Water molecules are made up of two hydrogen atoms and one oxygen atom. The electrons around each atom determine how the atoms can bond together to form molecules.
“We start with the equation that describes the behavior of electrons”, said Piaggi. “Electrons determine how atoms interact, how they form chemical bonds, and virtually all of chemistry.”
Atoms can exist in literally hundreds of thousands of different arrangements, said Motor Vehicle, which is director of the Chemistry in Remedy and Interfaces center, funded by the US Division of Energy Place of work of Science and including regional universities.
“The magic is that due to certain physical principles, the machine is able to extrapolate what is happening in a relatively small number of configurations from a small assortment of atoms to countless preparations of a much larger system,” said Motor vehicle.
Although AI approaches have been available for a few years, researchers have been cautious about applying them to physical system calculations, Piaggi said. “When machine learning algorithms started to become popular, much of the scientific community was skeptical because these algorithms are a black box. Machine learning algorithms don’t know anything about physics, so why would we use them?”
Over the past two years, however, there has been a significant shift in this frame of mind, Piaggi said, not only because the algorithms work, but also because researchers use their knowledge of physics to inform machine learning models.

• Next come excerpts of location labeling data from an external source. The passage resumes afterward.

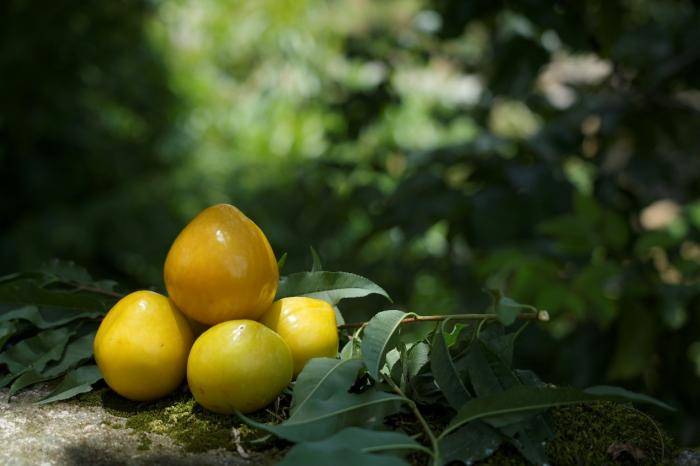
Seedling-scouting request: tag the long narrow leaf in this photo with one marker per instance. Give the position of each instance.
(445, 372)
(378, 338)
(329, 286)
(74, 383)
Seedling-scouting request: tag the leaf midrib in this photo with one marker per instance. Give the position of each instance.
(318, 385)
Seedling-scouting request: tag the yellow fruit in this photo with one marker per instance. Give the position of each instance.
(238, 365)
(141, 346)
(221, 267)
(307, 325)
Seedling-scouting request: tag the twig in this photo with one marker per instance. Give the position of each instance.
(541, 316)
(236, 438)
(426, 428)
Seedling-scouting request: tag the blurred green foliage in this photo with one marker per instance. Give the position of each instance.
(440, 148)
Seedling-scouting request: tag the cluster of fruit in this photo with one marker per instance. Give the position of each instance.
(219, 326)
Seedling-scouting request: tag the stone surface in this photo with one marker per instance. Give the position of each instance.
(67, 433)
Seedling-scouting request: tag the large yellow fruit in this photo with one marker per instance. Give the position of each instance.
(141, 346)
(307, 325)
(221, 267)
(238, 365)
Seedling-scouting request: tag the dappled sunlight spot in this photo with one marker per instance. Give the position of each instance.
(565, 71)
(659, 215)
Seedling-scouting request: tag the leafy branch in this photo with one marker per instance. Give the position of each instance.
(540, 316)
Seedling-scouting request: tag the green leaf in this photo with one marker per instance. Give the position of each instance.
(351, 447)
(35, 352)
(621, 394)
(74, 383)
(351, 350)
(506, 308)
(379, 336)
(316, 265)
(317, 376)
(446, 375)
(7, 329)
(281, 261)
(471, 442)
(527, 399)
(22, 291)
(418, 357)
(66, 271)
(328, 406)
(48, 317)
(481, 375)
(329, 286)
(76, 352)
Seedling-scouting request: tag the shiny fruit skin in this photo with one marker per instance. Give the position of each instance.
(238, 365)
(221, 267)
(308, 326)
(141, 346)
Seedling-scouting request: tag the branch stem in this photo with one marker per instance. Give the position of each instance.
(541, 316)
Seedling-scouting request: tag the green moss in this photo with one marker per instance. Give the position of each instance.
(144, 442)
(585, 433)
(184, 421)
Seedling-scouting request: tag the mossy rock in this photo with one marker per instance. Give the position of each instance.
(597, 433)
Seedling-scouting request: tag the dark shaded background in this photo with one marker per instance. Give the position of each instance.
(439, 148)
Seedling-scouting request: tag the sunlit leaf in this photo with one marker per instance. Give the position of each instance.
(379, 336)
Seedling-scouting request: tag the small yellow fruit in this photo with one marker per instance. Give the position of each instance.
(238, 365)
(221, 267)
(141, 346)
(307, 325)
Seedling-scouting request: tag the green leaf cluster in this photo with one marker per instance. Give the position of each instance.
(339, 406)
(48, 320)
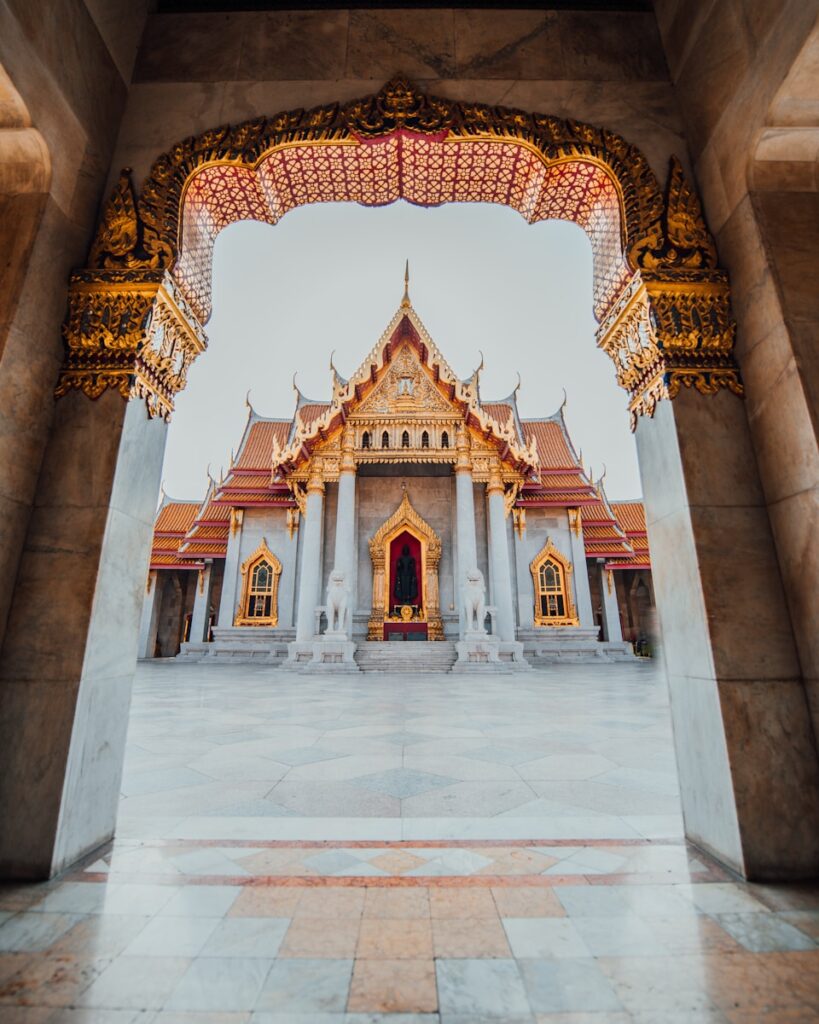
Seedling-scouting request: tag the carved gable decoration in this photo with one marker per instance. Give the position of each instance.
(404, 390)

For Motor vehicle, it is satisfying to see the work started three decades ago come to fruition. “The development came through something that was developed in a different field, that of data science and applied mathematics,” Automobile said. “Having this style of cross-interaction between different domains is very essential.”
This work was supported by the US Department of Energy (DE-Grant 1950 SC0019394) and used the resources of the Oak Ridge Management Computing Facility (grant DE-AC05-00GOLD22725) at the Oak Ridge National Laboratory. The simulations were performed largely using the resources of Princeton Analysis Computing at Princeton University. Pablo Piaggi was supported by an Early Postdoc.Mobility grant from the Swiss National Science Foundation.